Feche o modelo mental
Uma aplicação front-end grande não fica difícil de mudar por acidente: ela fica assim quando o limite de pasta deixa de coincidir com o limite de mudança de negócio. Alta coesão e baixo acoplamento dizem o que julgar; screaming architecture dá o teste rápido (o que a primeira camada de pastas grita?); colocation diz como manter o que muda junto fisicamente próximo, com uma regra clara sobre quando algo vira compartilhado. Os termos e critérios desta aula estão consolidados no glossário desta trilha para consulta rápida nas próximas aulas.
Próxima aula planejada: separação entre UI, domínio, estado e infraestrutura — como dividir o que está dentro de uma única feature.
Referências primárias para aprofundar
Os princípios de coesão e acoplamento remontam ao trabalho de Larry Constantine sobre estruturas de software, resumidos com atribuição histórica na entrada da Wikipédia sobre acoplamento em engenharia de software. "Screaming architecture" vem do artigo original de Robert C. Martin. A orientação de colocation por feature/rota está documentada nas Perguntas frequentes de estrutura de arquivos do React e na documentação oficial do Next.js sobre estrutura de projeto e colocation. A metodologia de organização por fatias de feature está formalizada em Feature-Sliced Design.
Consulte também as fontes fundamentais da trilha e o catálogo completo de recursos, disponíveis no repositório do curso.
Recupere da memória: 10 questões
Recupere da memória: 10 questões
Por que uma pasta organizada por tipo de arquivo tende a piorar conforme o produto cresce?

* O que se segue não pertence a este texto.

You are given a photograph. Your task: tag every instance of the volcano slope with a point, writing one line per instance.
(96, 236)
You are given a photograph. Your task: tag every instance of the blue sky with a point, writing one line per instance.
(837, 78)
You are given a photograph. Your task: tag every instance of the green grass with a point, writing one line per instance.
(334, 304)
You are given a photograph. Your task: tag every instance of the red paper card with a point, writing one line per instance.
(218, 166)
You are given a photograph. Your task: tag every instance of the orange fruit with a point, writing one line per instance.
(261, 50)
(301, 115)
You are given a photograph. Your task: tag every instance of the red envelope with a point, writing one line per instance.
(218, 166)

O que significa dizer que um módulo tem alta coesão?
No exemplo da aula, por que utils/ tem baixa coesão?
O que 'screaming architecture' propõe, segundo Robert C. Martin?
Qual é o teste rápido de screaming architecture que a aula sugere?
O que é colocation, no sentido usado nesta aula?
Colocation, sozinha, resolve o quê?
Quando um arquivo usado só por uma feature deve ser movido para uma pasta compartilhada?
Por que reestruturar pastas e mudar uma regra de negócio no mesmo pull request é arriscado?
Na reestruturação incompleta do exercício guiado, qual erro persiste mesmo depois de criar pastas de feature para os componentes visuais?